Après notamment un passage de 6 mois chez Bendix à Drancy (93), et un autre licenciement, cette fois-ci uniquement après être apparu syndicalement comme militant en distribuant des tracts CGT, Romain s’embaucha début 1966 à la Polymécanique à Pantin (93), une usine de 1 500 travailleurs du groupe Motobécane (qui en comprenait 5 000 en tout), produisant les moteurs des Mobylettes. Les circonstances firent qu’il y resta près de 11 ans, jusqu’à ce que son organisation (« Lutte Ouvrière », laquelle depuis l’interdiction de juin 68 avait remplacé « Voix Ouvrière ») lui demanda de quitter l’entreprise.

Durant cette période qui va de 1966 à fin 1976, Romain fit ce que font les autres militants ouvriers de son organisation, à savoir : constituer un noyau autour d’un bulletin d’entreprise, militer syndicalement, diffuser la presse de Lutte ouvrière, recruter de nouveaux militants. Mais au-delà, il participa à un certain nombre d’évènements marquants de cette période. Mai 68 en particulier, aidant à y démarrer la grève dès les premières manifestations étudiantes, tentant de mettre sur pied une représentation des grévistes indépendante des appareils syndicaux, participant à l’occupation des locaux malgré les limites du contrôle que les militants du PCF voulaient imposer sur cette dernière. Ce qui n’alla pas toujours sans frictions.

En juillet 1968, à un moment où les patrons pensaient pouvoir prendre leur revanche sur les grévistes et en particulier sur ceux qu’ils considéraient comme les meneurs, Romain, qui avait jusque-là milité à la CGT mais sans aucune des protections légales possibles pour les militants (l’attribution en dépendant des appareils et la domination du PCF sur celui de la CGT ne facilitant pas les choses à l’égard des « gauchistes ») s’appuya sur une équipe de travailleurs qui récusaient la politique des confédérations à la fin du mouvement et la signature des « accords de Grenelle », pour constituer une section « Force ouvrière » dans l’entreprise. Celle-ci recueillit au départ environ 20 % des voix des ouvriers et quelques temps après la grève de 1971, son score monta à 40 %. A l’époque il ne se passait guère de semaines sans que dans l’entreprise, le PCF ou la CGT ne dénoncent « les gauchistes », les accusant d’être des suppôts du patronat ou de la police ; mais ces attaques à la Polymécanique finirent par provoquer les réactions contraires au but de leurs auteurs, et finirent par faire sourire.

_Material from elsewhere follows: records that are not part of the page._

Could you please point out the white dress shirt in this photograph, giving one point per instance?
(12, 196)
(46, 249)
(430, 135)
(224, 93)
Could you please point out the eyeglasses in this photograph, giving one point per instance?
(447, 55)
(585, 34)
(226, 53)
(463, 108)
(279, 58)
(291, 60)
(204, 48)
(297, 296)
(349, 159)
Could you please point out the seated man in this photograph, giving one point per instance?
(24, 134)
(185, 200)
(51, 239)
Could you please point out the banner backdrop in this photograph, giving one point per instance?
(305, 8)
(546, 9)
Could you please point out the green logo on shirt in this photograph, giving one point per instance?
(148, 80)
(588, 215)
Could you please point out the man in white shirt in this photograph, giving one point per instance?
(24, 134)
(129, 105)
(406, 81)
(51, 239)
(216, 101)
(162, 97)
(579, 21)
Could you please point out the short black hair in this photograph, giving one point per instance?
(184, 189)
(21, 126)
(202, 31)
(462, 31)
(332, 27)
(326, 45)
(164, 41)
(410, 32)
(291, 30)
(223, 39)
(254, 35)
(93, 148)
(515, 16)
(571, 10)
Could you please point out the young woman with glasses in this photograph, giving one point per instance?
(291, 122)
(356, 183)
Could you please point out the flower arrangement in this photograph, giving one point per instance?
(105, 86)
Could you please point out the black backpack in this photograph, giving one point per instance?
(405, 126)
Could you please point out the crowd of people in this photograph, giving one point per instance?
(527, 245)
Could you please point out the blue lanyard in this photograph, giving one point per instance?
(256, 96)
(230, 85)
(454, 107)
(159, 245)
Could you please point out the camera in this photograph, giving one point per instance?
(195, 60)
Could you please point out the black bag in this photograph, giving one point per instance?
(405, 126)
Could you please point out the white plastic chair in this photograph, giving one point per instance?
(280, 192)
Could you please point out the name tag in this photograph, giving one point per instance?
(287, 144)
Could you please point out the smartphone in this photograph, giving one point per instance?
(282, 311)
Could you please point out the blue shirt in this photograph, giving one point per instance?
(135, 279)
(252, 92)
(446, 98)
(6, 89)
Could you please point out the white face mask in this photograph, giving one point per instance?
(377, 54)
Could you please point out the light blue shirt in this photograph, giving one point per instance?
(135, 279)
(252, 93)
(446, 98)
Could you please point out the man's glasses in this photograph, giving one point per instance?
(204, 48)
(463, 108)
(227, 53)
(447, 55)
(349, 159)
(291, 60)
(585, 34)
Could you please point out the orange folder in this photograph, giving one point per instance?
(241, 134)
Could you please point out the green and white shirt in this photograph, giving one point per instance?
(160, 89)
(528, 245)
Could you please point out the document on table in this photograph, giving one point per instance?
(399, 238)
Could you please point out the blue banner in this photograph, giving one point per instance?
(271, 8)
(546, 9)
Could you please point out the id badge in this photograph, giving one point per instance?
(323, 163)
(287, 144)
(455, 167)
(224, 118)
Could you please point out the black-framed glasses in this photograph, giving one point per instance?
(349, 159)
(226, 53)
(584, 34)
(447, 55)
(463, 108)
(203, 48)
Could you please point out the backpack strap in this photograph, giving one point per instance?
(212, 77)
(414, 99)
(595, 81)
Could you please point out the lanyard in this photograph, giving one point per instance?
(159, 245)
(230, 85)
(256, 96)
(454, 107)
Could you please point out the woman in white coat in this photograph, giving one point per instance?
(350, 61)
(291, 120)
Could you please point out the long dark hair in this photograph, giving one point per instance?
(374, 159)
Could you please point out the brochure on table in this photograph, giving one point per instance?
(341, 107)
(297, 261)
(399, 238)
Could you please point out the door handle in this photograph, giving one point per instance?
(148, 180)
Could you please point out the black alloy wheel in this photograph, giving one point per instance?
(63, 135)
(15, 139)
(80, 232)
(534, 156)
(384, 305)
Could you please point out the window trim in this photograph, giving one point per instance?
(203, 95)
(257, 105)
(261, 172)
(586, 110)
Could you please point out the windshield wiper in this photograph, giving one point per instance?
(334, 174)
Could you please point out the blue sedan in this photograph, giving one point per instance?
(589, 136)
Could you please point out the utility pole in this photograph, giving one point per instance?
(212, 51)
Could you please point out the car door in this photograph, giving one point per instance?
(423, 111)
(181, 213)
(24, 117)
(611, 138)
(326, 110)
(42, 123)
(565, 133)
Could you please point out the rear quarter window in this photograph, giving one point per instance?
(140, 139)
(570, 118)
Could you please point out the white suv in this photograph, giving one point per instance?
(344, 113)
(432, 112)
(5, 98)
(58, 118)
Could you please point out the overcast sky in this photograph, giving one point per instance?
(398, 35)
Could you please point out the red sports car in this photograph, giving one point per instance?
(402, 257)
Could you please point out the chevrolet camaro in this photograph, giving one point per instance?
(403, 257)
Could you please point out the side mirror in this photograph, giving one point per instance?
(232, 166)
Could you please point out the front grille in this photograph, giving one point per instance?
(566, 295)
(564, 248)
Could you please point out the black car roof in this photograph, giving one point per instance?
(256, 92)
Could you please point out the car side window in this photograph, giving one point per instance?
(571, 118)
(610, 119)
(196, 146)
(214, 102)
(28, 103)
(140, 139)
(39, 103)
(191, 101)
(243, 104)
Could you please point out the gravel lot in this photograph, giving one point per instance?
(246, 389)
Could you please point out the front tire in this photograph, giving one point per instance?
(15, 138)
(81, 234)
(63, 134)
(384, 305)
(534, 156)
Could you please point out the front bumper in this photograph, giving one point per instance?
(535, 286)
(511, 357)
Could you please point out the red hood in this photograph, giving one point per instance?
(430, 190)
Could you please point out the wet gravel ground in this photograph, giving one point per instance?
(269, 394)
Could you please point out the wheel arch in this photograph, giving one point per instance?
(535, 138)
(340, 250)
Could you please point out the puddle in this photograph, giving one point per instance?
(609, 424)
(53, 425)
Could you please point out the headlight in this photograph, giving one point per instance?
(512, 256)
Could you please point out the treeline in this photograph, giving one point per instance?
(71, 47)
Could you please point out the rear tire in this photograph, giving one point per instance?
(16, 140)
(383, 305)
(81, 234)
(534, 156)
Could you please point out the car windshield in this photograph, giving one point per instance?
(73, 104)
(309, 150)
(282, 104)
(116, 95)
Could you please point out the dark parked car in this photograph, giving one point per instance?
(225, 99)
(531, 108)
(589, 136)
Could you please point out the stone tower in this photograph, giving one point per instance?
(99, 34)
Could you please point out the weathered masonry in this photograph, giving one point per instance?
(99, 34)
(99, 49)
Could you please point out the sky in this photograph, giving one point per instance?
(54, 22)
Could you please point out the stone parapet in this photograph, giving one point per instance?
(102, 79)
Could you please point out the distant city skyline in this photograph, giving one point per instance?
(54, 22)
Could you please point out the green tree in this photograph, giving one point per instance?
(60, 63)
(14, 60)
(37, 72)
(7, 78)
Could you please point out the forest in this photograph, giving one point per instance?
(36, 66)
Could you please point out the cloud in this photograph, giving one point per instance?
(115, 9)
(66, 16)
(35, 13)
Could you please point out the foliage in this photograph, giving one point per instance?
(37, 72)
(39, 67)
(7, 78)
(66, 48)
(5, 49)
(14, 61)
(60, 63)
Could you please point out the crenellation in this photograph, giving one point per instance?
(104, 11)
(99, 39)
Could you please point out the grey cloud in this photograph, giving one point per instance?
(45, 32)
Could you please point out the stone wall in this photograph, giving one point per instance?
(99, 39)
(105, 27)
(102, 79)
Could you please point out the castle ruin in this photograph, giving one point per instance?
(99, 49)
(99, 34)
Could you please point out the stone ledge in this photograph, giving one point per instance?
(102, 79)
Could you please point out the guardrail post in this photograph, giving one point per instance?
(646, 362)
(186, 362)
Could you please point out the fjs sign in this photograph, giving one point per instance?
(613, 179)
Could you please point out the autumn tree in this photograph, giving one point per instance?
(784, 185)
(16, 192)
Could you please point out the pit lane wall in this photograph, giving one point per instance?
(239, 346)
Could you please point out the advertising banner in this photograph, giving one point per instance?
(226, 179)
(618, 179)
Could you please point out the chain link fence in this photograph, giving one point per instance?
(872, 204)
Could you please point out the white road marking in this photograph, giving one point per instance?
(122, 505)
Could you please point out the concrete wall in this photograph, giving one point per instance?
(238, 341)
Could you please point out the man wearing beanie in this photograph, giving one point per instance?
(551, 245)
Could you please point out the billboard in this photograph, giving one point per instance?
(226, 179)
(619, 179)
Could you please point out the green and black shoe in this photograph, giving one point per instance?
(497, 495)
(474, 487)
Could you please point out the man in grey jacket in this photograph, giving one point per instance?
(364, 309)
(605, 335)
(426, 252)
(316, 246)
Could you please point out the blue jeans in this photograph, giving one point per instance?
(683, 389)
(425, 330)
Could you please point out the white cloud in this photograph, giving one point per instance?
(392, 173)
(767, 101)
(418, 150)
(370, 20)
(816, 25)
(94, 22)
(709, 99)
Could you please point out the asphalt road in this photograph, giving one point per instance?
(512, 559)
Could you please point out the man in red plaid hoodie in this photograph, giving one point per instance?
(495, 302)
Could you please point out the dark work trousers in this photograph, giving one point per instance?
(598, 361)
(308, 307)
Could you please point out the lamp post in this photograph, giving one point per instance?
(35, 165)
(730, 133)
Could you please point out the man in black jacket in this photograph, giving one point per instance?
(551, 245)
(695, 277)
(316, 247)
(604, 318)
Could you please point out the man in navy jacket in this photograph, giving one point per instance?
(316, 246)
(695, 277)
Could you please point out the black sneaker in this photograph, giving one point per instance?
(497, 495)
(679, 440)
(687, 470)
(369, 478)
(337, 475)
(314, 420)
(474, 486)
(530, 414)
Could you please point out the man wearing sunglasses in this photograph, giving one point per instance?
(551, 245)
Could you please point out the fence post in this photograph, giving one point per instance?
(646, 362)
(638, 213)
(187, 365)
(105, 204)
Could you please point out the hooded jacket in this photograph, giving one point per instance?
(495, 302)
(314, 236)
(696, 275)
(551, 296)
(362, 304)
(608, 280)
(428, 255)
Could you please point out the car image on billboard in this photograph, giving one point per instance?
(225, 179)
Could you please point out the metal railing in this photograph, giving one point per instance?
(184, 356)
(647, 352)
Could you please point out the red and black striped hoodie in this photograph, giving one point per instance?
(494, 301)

Au printemps 1971, après l’annonce d’une prime d’intéressement minable, une grève de plus de 35 jours avec occupation démarrait à la Polymécanique. Celle-ci entraîna pendant trois semaines la grève à l’usine Motobécane de Saint-Quentin dans l’Aisne. La grève avait été à l’initiative de Romain et son équipe. Avant de s’y rallier, la CGT avait tenté de la limiter, sans y parvenir. Un comité de grève de 35 membres fut constitué et pesa de façon déterminante sur son cours. Elle fut victorieuse, apportant des augmentations de salaires supérieures à celle de Mai 68 et consacrant un système d’échelle mobile des salaires qui permit pendant plusieurs années ensuite de faire mieux que maintenir le pouvoir d’achat des travailleurs de la Polymécanique. Une partie des heures de grève fut également payée.

Par ailleurs, au printemps 1971 eut lieu une élection législative partielle dans le 12° arrondissement de Paris. Lutte ouvrière se lança pour la première fois dans une activité électorale. Pas seule, mais avec le PSU, organisation avec laquelle une collaboration dans le cadre d’une mise sur pied de « comités d’usagers des transports en commun de la Région Parisienne » avait déjà été effective. Le titulaire pour la liste « Paris aux travailleurs », commune au PSU et à Lutte Ouvrière, allait au PSU ; le suppléant à Lutte Ouvrière dont le candidat était Romain. La présentation aux élections diverses et variées devint par la suite une activité habituelle pour Lutte Ouvrière.

En fin 1976, Romain, comme indiqué plus haut, à la demande de son organisation sortit de la Polymécanique et se consacra à militer de l’extérieur des entreprises à temps plein.

4 novembre 2007


Il fut de ceux qui furent à l’origine de la constitution de la Fraction de Lutte Ouvrière en 1996, devenue en 2009 la Fraction l’Etincelle du Nouveau Parti Anticapitaliste (NPA). Il a milité au sein de celle-ci activement jusqu’à sa mort, en cette année 2018.